I ideally want to design the schema such that a single query is necessary. However, I cannot determine how to do this without duplicating the Account into each User and thus requiring some background Lambda job to propagate changes to Account attributes across all User objects -- which, for the record, seems like more resource usage (and code to maintain) than simply normalizing the data and having 2 queries on each sign-in: fetch user, then fetch account (using an FK inside the user object that identifies the account).


Is it possible to design a schema that allows one query to fetch both and doesn't require a non-transactional background job to propagate updates? (Transactional batch updates are out of the question, since there's >25 users.) And if not, is the 2-query idea the best / an acceptable method?



Solution

  • I'll focus on one angle in your question - the 2-query idea. In many cases it is indeed an acceptable method, better than the alternatives. In fact in many NoSQL uses, every user-visible request results in significantly more than two database requests. In fact, it is often stated that this is the reason why NoSQL systems care about low tail latencies (i.e., even 99th percentile latencies should be low).

    You didn't say why you wanted to avoid the 2-query solution.
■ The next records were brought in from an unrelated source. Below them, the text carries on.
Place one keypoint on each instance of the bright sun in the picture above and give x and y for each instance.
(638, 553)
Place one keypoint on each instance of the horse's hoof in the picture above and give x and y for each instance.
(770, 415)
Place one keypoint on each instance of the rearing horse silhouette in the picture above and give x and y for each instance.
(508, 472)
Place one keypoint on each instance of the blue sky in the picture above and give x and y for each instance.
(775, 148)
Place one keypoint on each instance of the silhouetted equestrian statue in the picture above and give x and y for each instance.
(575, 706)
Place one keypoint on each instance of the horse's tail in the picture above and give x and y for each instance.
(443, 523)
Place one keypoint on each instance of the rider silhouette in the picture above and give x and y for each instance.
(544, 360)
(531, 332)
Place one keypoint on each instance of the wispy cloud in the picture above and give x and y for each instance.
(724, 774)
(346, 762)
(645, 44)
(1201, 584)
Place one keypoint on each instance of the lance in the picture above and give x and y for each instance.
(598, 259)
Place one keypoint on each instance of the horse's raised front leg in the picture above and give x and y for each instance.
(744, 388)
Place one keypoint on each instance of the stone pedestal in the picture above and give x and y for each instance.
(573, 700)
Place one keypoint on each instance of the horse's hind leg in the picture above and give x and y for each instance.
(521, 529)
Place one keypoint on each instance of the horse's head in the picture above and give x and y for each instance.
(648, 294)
The 2-query implementation you presented has two downsides:

    1. It is more costly: you need to do two queries instead of one, costing (when the reads are shorter than 4 KB) double than a single read.
    2. Latency doubles if you need to do the first query, and only then can do the second query.
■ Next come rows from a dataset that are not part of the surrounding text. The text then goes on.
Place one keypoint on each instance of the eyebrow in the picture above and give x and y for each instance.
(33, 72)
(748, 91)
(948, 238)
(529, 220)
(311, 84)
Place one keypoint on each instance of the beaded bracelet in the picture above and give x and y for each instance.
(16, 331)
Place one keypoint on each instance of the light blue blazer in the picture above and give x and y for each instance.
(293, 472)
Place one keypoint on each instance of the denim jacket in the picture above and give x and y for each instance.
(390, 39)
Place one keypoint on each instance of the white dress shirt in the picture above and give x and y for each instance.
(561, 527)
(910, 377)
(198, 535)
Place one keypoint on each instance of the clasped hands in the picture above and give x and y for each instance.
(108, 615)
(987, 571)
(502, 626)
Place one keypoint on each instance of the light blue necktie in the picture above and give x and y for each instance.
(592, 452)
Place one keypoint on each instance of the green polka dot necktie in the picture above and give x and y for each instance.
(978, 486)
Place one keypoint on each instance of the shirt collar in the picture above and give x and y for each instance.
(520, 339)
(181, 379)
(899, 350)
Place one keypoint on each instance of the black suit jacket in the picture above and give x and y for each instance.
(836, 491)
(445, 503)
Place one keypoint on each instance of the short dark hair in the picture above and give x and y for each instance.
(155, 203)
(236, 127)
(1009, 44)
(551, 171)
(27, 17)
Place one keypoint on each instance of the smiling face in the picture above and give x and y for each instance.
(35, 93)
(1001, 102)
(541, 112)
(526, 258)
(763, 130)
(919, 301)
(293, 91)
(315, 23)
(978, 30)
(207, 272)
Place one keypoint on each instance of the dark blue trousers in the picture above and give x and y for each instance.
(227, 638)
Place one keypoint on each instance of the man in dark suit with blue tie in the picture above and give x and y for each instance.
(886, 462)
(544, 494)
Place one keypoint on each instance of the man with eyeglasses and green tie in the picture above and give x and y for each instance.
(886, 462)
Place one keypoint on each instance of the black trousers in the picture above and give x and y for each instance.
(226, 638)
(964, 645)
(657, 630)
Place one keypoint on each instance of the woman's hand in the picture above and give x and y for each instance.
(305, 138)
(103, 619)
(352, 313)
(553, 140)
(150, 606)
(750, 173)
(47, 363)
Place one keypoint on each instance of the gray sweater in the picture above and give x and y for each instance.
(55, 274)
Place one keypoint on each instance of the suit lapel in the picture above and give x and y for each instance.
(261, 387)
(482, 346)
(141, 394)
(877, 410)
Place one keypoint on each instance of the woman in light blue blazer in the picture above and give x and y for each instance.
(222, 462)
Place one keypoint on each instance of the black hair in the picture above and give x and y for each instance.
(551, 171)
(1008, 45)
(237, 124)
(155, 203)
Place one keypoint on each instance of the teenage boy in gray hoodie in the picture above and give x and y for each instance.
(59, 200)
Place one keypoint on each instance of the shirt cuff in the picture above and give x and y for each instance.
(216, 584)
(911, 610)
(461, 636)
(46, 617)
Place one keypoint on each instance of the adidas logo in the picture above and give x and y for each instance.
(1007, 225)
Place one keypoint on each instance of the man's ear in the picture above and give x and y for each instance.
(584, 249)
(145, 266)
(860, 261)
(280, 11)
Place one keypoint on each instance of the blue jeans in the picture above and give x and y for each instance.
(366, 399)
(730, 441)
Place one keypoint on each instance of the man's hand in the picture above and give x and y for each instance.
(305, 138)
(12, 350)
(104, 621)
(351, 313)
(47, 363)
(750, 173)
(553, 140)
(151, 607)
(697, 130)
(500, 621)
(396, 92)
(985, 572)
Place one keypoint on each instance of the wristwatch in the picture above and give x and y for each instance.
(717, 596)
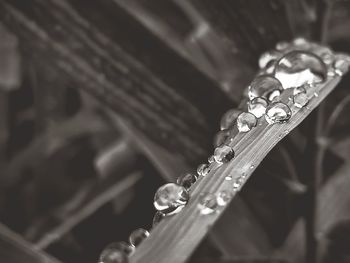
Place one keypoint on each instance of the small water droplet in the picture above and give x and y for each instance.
(116, 253)
(298, 90)
(228, 178)
(207, 204)
(187, 180)
(222, 137)
(223, 154)
(229, 118)
(297, 68)
(203, 169)
(263, 86)
(223, 198)
(277, 112)
(282, 45)
(246, 121)
(257, 106)
(137, 236)
(341, 66)
(171, 198)
(300, 100)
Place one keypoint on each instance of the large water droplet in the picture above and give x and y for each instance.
(263, 85)
(223, 154)
(187, 180)
(246, 121)
(228, 119)
(223, 198)
(257, 106)
(137, 236)
(116, 253)
(207, 204)
(170, 198)
(277, 112)
(297, 68)
(300, 100)
(203, 169)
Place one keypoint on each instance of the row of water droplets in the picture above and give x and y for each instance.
(298, 66)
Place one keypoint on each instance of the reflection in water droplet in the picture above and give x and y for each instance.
(300, 100)
(207, 204)
(277, 112)
(263, 85)
(341, 66)
(223, 154)
(187, 180)
(257, 106)
(223, 198)
(170, 198)
(300, 89)
(228, 119)
(203, 169)
(298, 68)
(228, 178)
(246, 121)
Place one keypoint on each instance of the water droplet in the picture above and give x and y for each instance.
(300, 89)
(203, 169)
(137, 236)
(116, 253)
(301, 43)
(170, 198)
(300, 100)
(228, 119)
(267, 57)
(257, 106)
(223, 154)
(157, 218)
(207, 204)
(228, 178)
(246, 121)
(274, 95)
(211, 159)
(238, 183)
(263, 85)
(282, 45)
(223, 198)
(297, 68)
(277, 112)
(221, 137)
(187, 180)
(341, 66)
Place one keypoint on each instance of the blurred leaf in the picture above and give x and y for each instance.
(334, 203)
(238, 233)
(338, 243)
(10, 62)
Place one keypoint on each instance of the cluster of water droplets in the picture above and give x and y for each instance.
(299, 65)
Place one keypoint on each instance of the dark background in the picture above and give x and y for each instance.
(103, 101)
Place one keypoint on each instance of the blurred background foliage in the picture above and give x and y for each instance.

    There may be tricks you can use to solve both problems, depending on more details of your use case:

    For the latency: You didn't say what is a "user id" in your application. If it is some sort of unique numeric identifier, maybe it can be set up such that the account id can be determined from the user id directly, without a table lookup (e.g., the first bits of the user id are the account id). If this is the case, you can start both lookups at the same time, and not double the latency. The cost will still be double, but not the latency.

    For the cost: If there is a large number of users per account (you said there are more than 25 - I don't know if it's much more or not), it may be useful to cache the Account data, so that not every user lookup will need to read the Account data again - it might often be cached. If Account information rarely changes and consistency of it is not a big deal (I don't know if it is...), you can also get by with doing an "eventual consistency" read for the Account information - which costs half of the regular "consistent" read.